For each of the following brief scenarios, assume that you are reporting on a client's financial statements. Reply as to the type(s) of opinion possible for the scenario. In addition:

• Unless stated otherwise, assume the matter involved is material.

• If the problem does not state that a misstatement (or possible misstatement) is pervasive, assume that it may or may not be pervasive (thus, the appropriate reply may include two possible reports).

• Do not read more into the circumstance than what is presented.

Do not consider an auditor discretionary circumstance for modification of the audit report unless the situation explicitly suggests that the auditors wish to emphasize a particular matter. Report Types may be used once, more than once, or not at all.

a. Bowles company is engaged in hazardous trade and has obtained insurance coverage related to the hazard. Although the likelihood is remote, a material portion of the company's assets could be destroyed by a serious accident.

b. Draves Company owns substantial properties that have appreciated significantly in value since the date of purchase. The properties were appraised and we reported in the balance sheet of the appraisal value (which materially exceed costs) with related disclosures. The CPAs believe that the appraised values reported in the balance sheet reasonably estimate the assets' current values

c. During the audit of Eagle Company, the CPA firm has encountered a significant scope limitation relating to inventory record availability and is unable to obtain sufficient appropriate audit evidence in that area.

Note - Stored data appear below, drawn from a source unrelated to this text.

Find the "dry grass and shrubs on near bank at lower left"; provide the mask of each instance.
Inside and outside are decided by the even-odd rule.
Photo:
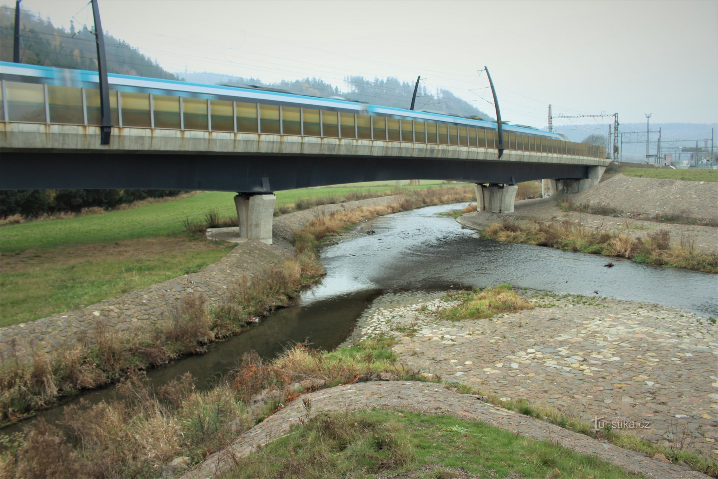
[[[195,391],[186,374],[155,393],[144,374],[133,373],[119,384],[118,401],[81,402],[66,407],[55,426],[41,420],[29,427],[0,454],[0,477],[159,477],[174,457],[195,463],[228,445],[278,401],[287,404],[306,391],[366,381],[378,372],[419,378],[396,361],[392,344],[370,340],[332,353],[297,345],[274,361],[248,353],[226,381],[207,392]],[[256,394],[269,391],[276,391],[274,401],[249,407]]]

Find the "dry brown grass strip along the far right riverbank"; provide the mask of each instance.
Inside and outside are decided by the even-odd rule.
[[[718,273],[718,254],[696,251],[694,238],[686,233],[681,234],[676,245],[671,242],[671,233],[667,230],[648,233],[645,238],[633,238],[628,228],[615,233],[606,231],[602,226],[589,229],[564,220],[561,223],[493,223],[484,228],[482,235],[496,241],[550,246],[618,256],[637,263]]]

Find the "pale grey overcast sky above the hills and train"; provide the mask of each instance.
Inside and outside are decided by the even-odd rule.
[[[11,2],[14,4],[14,2]],[[56,26],[92,24],[88,0],[23,0]],[[10,4],[6,0],[6,4]],[[619,113],[718,121],[718,1],[99,0],[106,32],[167,70],[264,81],[396,76],[448,88],[503,119]],[[407,105],[408,107],[408,105]],[[569,124],[575,120],[556,120]],[[610,123],[610,118],[603,118]],[[590,118],[579,121],[592,123]],[[601,118],[597,118],[601,122]]]

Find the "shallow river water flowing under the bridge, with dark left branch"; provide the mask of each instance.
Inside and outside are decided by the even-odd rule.
[[[622,259],[611,259],[615,266],[607,268],[605,256],[485,241],[454,218],[439,215],[456,208],[463,204],[432,206],[363,223],[349,238],[322,251],[327,276],[304,292],[296,305],[274,312],[236,338],[210,345],[204,355],[148,371],[147,376],[158,387],[190,372],[203,389],[230,372],[249,350],[264,358],[273,358],[294,343],[331,350],[348,338],[374,299],[388,291],[510,283],[559,294],[597,291],[602,296],[668,304],[718,317],[716,275]],[[109,387],[81,397],[96,403],[111,401],[114,395],[114,388]],[[42,411],[38,417],[56,421],[62,417],[62,407]],[[9,434],[23,425],[2,432]]]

d. London Company has material investments in stocks of subsidiary companies. Stocks of the subsidiary companyies are not actively traded in the market, and the CPA firm's engagment does not extend to any subsidiary company. The CPA firm is able to determine that all investments are carried at original costs, but has no real idea of market value. Although the difference between cost and market could be material, it could not have pervasive effect on the overall financial statements

e. Slade Company has material investments in stocks of subsidiary companies. Stocks of the subsidiary companies are actively traded in the market. Management insists that all investments be carried at original costs, and the CPA firm is satisfied that the original costs are accurate. The CPA firm believes that the client will never ultimately realize a substantial portion of the investments because the market value is much lower than the cost; the client has fully disclosed the facts in notes to the financial statements.